There are two ways to manage Perfmon: console management and command line management. You can run Perfmon.msc to bring up the performance management console and develop and manage the console based on the monitoring policy. Another way to manage Perfmon is the command-line approach, which Windows provides a command ――logman that is designed to manage performance monitoring, not only to start and stop log sessions on the command line, but also to create new log sessions from the command line. For the use of the logman command, refer to the logman command guide.

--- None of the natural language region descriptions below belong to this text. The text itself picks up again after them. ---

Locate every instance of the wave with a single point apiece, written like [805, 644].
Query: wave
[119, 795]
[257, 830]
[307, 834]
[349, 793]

There is another command to easily capture system performance data, but only to get the data, do not generate alarm and logging action. This approach is often used when using third-party software to monitor the performance of Windows systems. Windows provides a command to display the current performance metrics----typeperf. Use Typeperf to get all the indicator values of the previously mentioned perfmon. The standard output of the typeperf is a screen display, which we can output to a text file through the output redefinition and pass the resulting file to a third-party system. In this application, the action of Typeperf is managed by the third-party software as needed, or it can be started by scheduled tasks. For the use of the Typeperf command, refer to the Typeperf command guide.